Indexing

ALOS DB indexes are fully automatic. There is nothing to create, nothing to drop, and nothing to tune. Every field you query is indexed on first access and stays indexed forever.

Zero-Config Indexing

ALOS DB is the only document database with fully automatic index management. There is no createIndex(), no ensureIndex(), and no dropIndex(). The index system is entirely self-managing.

How It Works

The first time you query a field, ALOS DB automatically builds a B-tree index on that field. Every subsequent query on the same field uses the index instantly. This happens transparently — your code never touches index management:

Go
// Just query. Indexes are created automatically.
doc, _ := users.FindOne(alosdbclient.Document{
    "guild_id":  "123456789",
    "author.id": "987654321",
})
// Both "guild_id" and "author.id" are now indexed.
// Every future query on these fields is instant.

What Gets Indexed

  • Top-level fieldsguild_id, channel_id, type
  • Nested fieldsauthor.id, author.username, author.discriminator
  • Deep nested fieldsauthor.global_name, content, any depth
  • Every unique key in your documents — if it exists, it can be indexed

No manual index management. ALOS DB watches what you query and builds indexes automatically. You never have to think about createIndex, index ordering, compound indexes, or index maintenance. It just works.

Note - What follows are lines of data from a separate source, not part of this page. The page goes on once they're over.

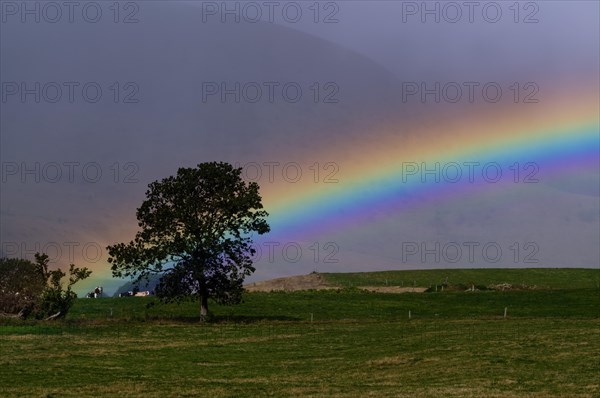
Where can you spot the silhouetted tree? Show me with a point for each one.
(196, 231)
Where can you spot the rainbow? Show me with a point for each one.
(528, 146)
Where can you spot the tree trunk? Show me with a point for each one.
(203, 307)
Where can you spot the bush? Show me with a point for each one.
(28, 288)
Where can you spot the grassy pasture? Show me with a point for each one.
(359, 344)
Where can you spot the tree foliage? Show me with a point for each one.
(196, 231)
(31, 289)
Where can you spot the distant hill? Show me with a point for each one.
(421, 280)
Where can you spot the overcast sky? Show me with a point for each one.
(154, 62)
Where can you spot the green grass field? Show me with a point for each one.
(358, 344)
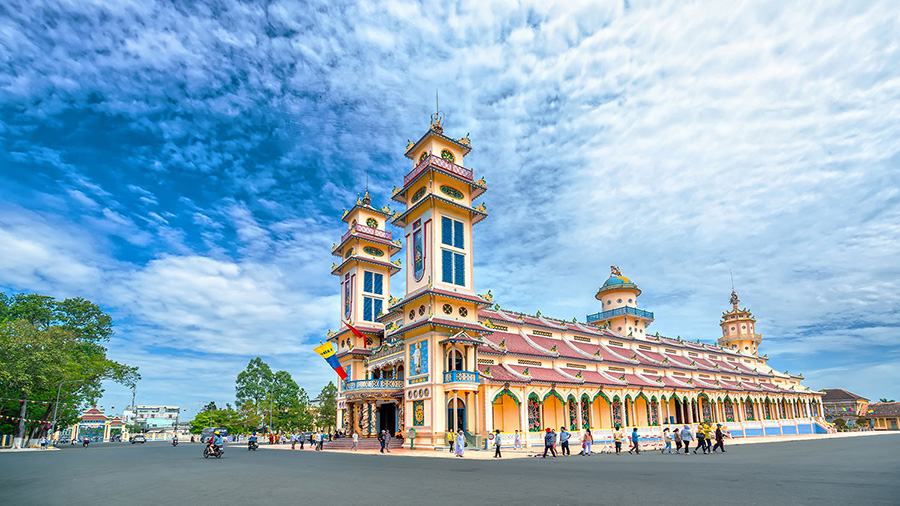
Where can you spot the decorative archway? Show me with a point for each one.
(572, 410)
(553, 410)
(616, 406)
(506, 411)
(534, 413)
(585, 411)
(728, 408)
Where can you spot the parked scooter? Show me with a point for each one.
(214, 451)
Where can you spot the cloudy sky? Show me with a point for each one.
(185, 164)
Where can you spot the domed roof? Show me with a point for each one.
(617, 280)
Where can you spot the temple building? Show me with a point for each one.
(442, 357)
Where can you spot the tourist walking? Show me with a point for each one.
(720, 439)
(701, 444)
(635, 442)
(618, 436)
(549, 441)
(586, 442)
(667, 439)
(686, 438)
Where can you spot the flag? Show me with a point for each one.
(327, 352)
(357, 333)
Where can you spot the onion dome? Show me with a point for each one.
(617, 281)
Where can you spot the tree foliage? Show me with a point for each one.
(47, 344)
(327, 413)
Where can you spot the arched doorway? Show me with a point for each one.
(456, 414)
(554, 411)
(506, 412)
(601, 411)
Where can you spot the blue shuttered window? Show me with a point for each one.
(367, 309)
(378, 278)
(446, 231)
(447, 266)
(453, 268)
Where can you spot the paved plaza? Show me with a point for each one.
(817, 472)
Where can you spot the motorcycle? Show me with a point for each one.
(209, 451)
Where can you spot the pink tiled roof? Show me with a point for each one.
(561, 348)
(498, 373)
(515, 344)
(542, 374)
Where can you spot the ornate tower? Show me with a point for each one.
(738, 329)
(618, 300)
(364, 270)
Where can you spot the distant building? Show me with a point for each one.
(883, 415)
(154, 417)
(839, 403)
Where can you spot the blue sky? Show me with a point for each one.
(184, 165)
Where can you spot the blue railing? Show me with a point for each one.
(460, 377)
(372, 384)
(604, 315)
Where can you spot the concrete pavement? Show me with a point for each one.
(818, 472)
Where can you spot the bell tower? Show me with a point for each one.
(364, 269)
(619, 311)
(440, 213)
(738, 329)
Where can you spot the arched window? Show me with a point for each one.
(456, 361)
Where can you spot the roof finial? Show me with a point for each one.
(438, 116)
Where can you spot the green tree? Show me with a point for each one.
(254, 383)
(45, 343)
(327, 413)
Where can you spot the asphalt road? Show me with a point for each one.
(864, 470)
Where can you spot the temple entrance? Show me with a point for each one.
(387, 418)
(459, 417)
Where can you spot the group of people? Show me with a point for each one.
(705, 434)
(457, 441)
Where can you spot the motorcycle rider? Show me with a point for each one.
(216, 442)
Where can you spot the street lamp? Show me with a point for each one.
(56, 406)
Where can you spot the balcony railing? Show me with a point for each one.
(373, 384)
(605, 315)
(442, 164)
(362, 229)
(460, 377)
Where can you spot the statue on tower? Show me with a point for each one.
(734, 300)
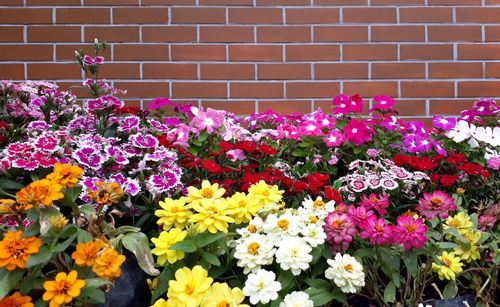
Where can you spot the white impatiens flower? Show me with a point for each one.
(253, 252)
(262, 287)
(346, 272)
(294, 255)
(297, 299)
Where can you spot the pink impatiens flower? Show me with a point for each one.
(438, 203)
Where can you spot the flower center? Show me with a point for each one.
(253, 248)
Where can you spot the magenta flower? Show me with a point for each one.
(377, 231)
(410, 232)
(339, 230)
(438, 203)
(357, 132)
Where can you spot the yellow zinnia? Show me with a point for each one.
(163, 243)
(451, 265)
(222, 295)
(243, 207)
(63, 289)
(207, 191)
(265, 193)
(173, 213)
(211, 215)
(189, 286)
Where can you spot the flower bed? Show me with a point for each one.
(280, 210)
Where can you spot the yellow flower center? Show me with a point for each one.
(253, 248)
(283, 224)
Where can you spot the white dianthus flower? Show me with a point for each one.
(253, 252)
(346, 272)
(261, 286)
(294, 255)
(297, 299)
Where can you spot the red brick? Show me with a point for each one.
(177, 34)
(478, 14)
(372, 88)
(199, 89)
(312, 53)
(341, 71)
(198, 52)
(255, 15)
(478, 89)
(426, 14)
(479, 52)
(455, 70)
(198, 15)
(426, 52)
(284, 71)
(26, 15)
(313, 89)
(369, 52)
(51, 71)
(455, 33)
(258, 53)
(427, 89)
(144, 89)
(286, 106)
(341, 34)
(140, 15)
(283, 34)
(112, 34)
(141, 52)
(256, 90)
(492, 70)
(26, 52)
(228, 71)
(398, 34)
(12, 72)
(369, 15)
(312, 16)
(169, 71)
(226, 34)
(83, 15)
(54, 34)
(11, 34)
(398, 70)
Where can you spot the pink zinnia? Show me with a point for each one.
(357, 132)
(339, 230)
(410, 232)
(377, 231)
(438, 203)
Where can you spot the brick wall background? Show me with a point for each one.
(437, 56)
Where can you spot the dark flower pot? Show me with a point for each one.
(131, 288)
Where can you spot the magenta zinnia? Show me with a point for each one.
(438, 203)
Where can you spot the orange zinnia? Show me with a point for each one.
(66, 175)
(16, 300)
(64, 289)
(40, 192)
(15, 250)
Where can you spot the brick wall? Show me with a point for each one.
(245, 55)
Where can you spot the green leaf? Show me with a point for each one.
(8, 280)
(43, 255)
(211, 258)
(450, 290)
(187, 246)
(390, 293)
(206, 238)
(138, 244)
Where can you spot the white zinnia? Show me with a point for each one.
(346, 272)
(297, 299)
(294, 255)
(262, 287)
(253, 252)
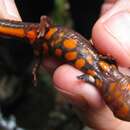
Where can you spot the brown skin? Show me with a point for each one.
(83, 94)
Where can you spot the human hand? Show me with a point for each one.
(85, 97)
(110, 36)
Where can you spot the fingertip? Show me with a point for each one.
(110, 33)
(108, 45)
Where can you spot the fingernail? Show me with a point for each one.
(118, 26)
(9, 9)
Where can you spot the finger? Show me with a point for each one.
(65, 79)
(111, 32)
(110, 1)
(107, 5)
(8, 10)
(86, 100)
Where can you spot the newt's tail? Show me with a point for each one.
(18, 29)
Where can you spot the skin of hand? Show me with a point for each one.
(114, 41)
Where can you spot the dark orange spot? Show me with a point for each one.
(123, 111)
(18, 32)
(45, 48)
(70, 43)
(32, 35)
(58, 52)
(79, 63)
(91, 72)
(72, 55)
(89, 59)
(112, 87)
(109, 98)
(104, 66)
(117, 94)
(50, 33)
(125, 86)
(98, 83)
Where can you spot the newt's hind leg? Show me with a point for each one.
(92, 79)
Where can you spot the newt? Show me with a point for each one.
(72, 48)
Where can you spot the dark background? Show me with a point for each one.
(32, 105)
(84, 12)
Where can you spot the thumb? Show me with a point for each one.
(111, 32)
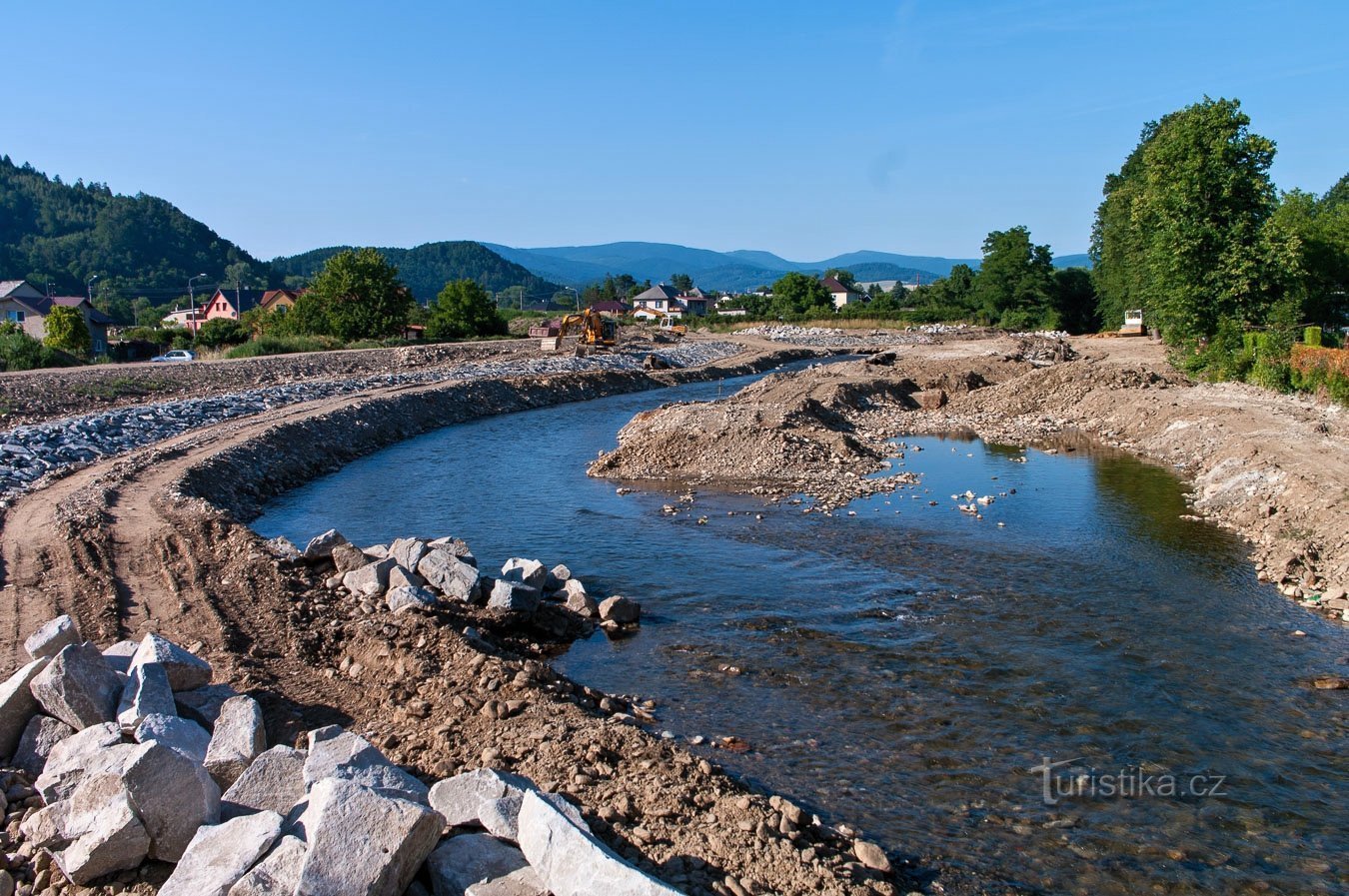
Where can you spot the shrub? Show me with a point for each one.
(284, 346)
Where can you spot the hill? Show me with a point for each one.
(429, 266)
(66, 233)
(734, 270)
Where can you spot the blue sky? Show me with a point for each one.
(802, 129)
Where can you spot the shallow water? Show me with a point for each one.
(904, 668)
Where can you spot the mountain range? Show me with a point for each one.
(728, 272)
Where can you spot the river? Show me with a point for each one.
(914, 669)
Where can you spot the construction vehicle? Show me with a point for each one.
(594, 331)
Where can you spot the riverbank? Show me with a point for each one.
(1268, 465)
(138, 544)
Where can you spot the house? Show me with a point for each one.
(842, 295)
(671, 301)
(280, 300)
(191, 319)
(23, 304)
(234, 303)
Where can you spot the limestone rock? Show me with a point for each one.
(402, 577)
(347, 557)
(203, 704)
(450, 575)
(274, 781)
(114, 839)
(354, 758)
(185, 671)
(38, 739)
(513, 596)
(146, 692)
(470, 858)
(321, 546)
(177, 734)
(620, 610)
(78, 687)
(95, 749)
(173, 796)
(461, 799)
(528, 572)
(578, 600)
(408, 552)
(369, 580)
(363, 843)
(520, 883)
(277, 875)
(220, 854)
(571, 861)
(51, 638)
(119, 654)
(238, 739)
(18, 704)
(409, 598)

Auto-Index vs. Traditional Databases

Feature ALOS DB MongoDB / PostgreSQL
Index creation Automatic Manual createIndex()
Index dropping Not needed Manual dropIndex()
Compound indexes Automatic multi-field Manual compound definition
Index tuning Zero config Manual explain + tuning
Nested field indexes Automatic Must define dot-notation index
Forgotten indexes Impossible Common production issue

Query Performance

ALOS DB delivers sub-15ms query latency at 60 million documents and sub-25ms at 300 million documents. These numbers hold for complex multi-condition queries with nested fields, $or, $in, $regex, $exists, and more.

<15ms
60M Documents
<25ms
300M Documents
1.4 GB
RAM at 60M Docs
8 min
Full Rebuild 60M

These benchmarks were measured on a real production dataset — 60 million Discord message documents with 22+ top-level and nested keys per document. Every query was a complex, multi-condition filter. Not synthetic key-value lookups.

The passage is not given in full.